I labeled this "question" for now, although I feel this is also mid-way between "bug" and "portability". It isn't exactly a code bug that we hook kernel-internal functions, but it is indeed not ideal that we (have to) do that.
Yes, you were right, with
CONFIG_LTO_NONE=y
the problem is fixed
[ 87.798343] p_lkrg: loading out-of-tree module taints kernel.
[ 87.865313] [p_lkrg] Loading LKRG...
[ 87.880516] Freezing user space processes ... (elapsed 0.001 seconds) done.
[ 87.881736] OOM killer disabled.
[ 91.209411] [p_lkrg] [kretprobe] register_kretprobe() for <ovl_create_or_link> failed! [err=-2]
[ 91.209415] [p_lkrg] Can't hook 'ovl_create_or_link' function. This is expected if you are not using OverlayFS.
[ 92.059147] [p_lkrg] LKRG initialized successfully!
[ 92.059149] OOM killer enabled.
[ 92.059149] Restarting tasks ... done.
Later i will paste output of LTO + P_LKRG_TASK_OFF_DEBUG
Hm... Looks like some calls to override_creds
functions has been inlined so the hook is never fired and we have FP. I'm not sure if we should spend more time on this at least for now. Looks like LTO will be problematic...

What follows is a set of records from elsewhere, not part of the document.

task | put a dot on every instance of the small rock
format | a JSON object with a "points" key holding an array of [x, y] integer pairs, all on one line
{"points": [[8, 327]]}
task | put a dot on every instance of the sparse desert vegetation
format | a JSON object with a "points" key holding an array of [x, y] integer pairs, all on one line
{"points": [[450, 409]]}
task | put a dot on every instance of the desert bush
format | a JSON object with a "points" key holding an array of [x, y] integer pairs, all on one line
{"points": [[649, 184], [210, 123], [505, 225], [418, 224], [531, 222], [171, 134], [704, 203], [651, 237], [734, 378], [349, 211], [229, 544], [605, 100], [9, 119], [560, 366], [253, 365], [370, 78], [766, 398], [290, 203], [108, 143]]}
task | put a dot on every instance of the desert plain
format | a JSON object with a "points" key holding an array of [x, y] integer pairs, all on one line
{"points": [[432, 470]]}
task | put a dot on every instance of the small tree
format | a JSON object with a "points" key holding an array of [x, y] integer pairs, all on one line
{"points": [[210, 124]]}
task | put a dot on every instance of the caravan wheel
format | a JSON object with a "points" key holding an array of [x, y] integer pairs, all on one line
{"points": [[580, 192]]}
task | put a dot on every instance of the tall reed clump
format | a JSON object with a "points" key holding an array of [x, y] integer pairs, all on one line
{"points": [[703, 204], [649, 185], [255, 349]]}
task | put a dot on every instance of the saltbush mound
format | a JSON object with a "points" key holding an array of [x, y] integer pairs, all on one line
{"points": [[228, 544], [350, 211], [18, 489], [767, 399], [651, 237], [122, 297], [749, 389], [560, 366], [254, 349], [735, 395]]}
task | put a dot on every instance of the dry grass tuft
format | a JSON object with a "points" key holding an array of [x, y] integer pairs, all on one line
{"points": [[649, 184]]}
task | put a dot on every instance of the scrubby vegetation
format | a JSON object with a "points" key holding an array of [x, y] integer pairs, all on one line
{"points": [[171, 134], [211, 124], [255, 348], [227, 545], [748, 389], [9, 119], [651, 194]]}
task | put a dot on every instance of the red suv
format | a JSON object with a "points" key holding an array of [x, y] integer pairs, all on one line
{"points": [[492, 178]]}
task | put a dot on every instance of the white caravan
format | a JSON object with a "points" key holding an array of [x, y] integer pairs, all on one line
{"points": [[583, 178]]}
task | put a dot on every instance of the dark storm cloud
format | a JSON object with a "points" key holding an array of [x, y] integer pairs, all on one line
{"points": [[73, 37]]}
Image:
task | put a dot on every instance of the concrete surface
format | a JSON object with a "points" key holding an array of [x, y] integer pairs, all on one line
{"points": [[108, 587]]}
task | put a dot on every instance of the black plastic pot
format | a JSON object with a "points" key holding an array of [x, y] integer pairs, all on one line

Closing this issue for now... @solardiz any objections?
I think in the future this should be revisited at least. While I do not use LTO at the moment, I will likely end up building my kernels with Clang's CFI as well once it becomes available for x86_64. It would be nice to be able to continue using LKRG once that happens.
I think in the future this should be revisited at least. While I do not use LTO at the moment, I will likely end up building my kernels with Clang's CFI as well once it becomes available for x86_64. It would be nice to be able to continue using LKRG once that happens.
On that note I wonder if compiling LKRG as a builtin would workaround the LTO issue?
Closing this issue for now... @solardiz any objections?
No objections, I think it's a WONTFIX for now. I'll close.
I wonder if compiling LKRG as a builtin would workaround the LTO issue?
Currently, no, because we use the same hooking mechanism even when LKRG is linked in. We could avoid that, but then we'd need to implement and maintain two kinds of hooking.
Fallowing @solardiz advice, i created new issue after discussion in #135, seems similar to #30 and #106. Kernel: Custom 5.16.2 LKRG: 0.9.2
My steps:
dmesg: https://pastebin.com/meTDESak
I know that troubleshooting custom kernel may by hard and almost impossible to reproduce, so if you decide to close this issue, i will understand.